Early Christian Medicine
The practice of abandoning babies to die on the Roman trash heaps was called "exposing children." The Fathers of the early Church, writing even before the Bible was compiled, not only absolutely forbade any form of infanticide by Christians, but encouraged Christians to adopt the children abandoned by the Romans. The many graves of children adopted by Christians in the Catacombs give evidence of this great charitable effort by the early Church. These adopted children helped grow the Church even during the centuries of intense persecution. As the Romans were feeding Christians to lions in the Colosseum, their very children were taking their place.
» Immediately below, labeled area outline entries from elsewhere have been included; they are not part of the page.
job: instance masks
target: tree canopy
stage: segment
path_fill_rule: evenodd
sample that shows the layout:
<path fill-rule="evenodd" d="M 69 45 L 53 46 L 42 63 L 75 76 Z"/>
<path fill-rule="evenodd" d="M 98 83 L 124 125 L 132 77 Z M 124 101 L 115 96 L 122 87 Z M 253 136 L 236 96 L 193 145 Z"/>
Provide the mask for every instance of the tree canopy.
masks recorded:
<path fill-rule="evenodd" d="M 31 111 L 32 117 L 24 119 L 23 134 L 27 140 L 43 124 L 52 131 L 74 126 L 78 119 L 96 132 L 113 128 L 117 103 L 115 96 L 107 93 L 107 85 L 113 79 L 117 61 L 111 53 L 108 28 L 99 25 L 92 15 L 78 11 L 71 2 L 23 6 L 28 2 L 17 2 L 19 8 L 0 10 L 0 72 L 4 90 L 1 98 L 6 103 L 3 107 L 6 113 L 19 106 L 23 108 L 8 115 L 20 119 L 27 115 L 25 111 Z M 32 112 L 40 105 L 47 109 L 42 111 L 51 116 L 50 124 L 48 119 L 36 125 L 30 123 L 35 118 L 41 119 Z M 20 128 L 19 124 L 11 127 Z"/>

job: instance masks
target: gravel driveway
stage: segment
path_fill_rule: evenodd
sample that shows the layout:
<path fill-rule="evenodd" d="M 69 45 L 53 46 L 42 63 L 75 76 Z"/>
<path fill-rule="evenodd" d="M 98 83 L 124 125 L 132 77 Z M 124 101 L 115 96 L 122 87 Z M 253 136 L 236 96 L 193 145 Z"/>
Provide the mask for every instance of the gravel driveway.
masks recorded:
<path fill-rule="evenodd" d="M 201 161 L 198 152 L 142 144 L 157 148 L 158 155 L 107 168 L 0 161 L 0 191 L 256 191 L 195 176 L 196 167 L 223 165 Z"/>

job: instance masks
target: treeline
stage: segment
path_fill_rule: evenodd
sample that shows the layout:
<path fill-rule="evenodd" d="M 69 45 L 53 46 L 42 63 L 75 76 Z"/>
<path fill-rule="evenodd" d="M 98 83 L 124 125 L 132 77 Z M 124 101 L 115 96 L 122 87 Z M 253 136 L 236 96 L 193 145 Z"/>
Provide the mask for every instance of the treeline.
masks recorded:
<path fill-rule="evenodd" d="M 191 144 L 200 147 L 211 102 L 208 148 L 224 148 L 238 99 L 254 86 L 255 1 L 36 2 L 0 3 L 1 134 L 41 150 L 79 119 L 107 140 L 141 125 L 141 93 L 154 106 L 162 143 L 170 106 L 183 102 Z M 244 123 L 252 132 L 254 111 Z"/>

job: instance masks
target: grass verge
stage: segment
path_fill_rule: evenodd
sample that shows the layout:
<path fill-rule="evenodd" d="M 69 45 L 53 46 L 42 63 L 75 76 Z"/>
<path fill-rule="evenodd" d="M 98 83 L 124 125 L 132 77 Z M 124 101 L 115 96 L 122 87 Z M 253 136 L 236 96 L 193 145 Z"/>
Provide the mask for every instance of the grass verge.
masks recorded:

Whereas the ancient Romans had very little concept of universal charity - kindness and services to all, regardless of race, nationality or social status - this concept was very developed in the Jewish tradition. In the Book of Tobit we read the story of a Pius Jewish family, in which the father never failed to perform such acts of charity as giving to the poor and burying the dead, even in violation the secular law. Tobit is one of the books that was removed from many Bibles by those denominations that do not believe in intercession by angels and saints. This beautiful story gives us an excellent representation of the Jewish view of charity and is still included in Catholic Bibles, and all complete and accurate Bibles. The Archangel Raphael explains:
Then Raphael took them both aside and said, 'Bless God, utter his praise before all the living for the favour he has shown you. Bless and extol his name. Proclaim before all people the deeds of God as they deserve, and never tire of giving him thanks.
It is right to keep the secret of a king, yet right to reveal and publish the works of God as they deserve. Do what is good, and no evil can befall you.
'Prayer with fasting and alms with uprightness are better than riches with iniquity. Better to practise almsgiving than to hoard up gold.
Almsgiving saves from death and purges every kind of sin. Those who give alms have their fill of days; those who commit sin and do evil bring harm on themselves.
'I am going to tell you the whole truth, hiding nothing from you. I have already told you that it is right to keep the secret of a king, yet right too to reveal in a worthy way the words of God.
So you must know that when you and Sarah were at prayer, it was I who offered your supplications before the glory of the Lord and who read them; so too when you were burying the dead.
When you did not hesitate to get up and leave the table to go and bury a dead man, I was sent to test your faith, and at the same time God sent me to heal you and your daughter-in-law Sarah.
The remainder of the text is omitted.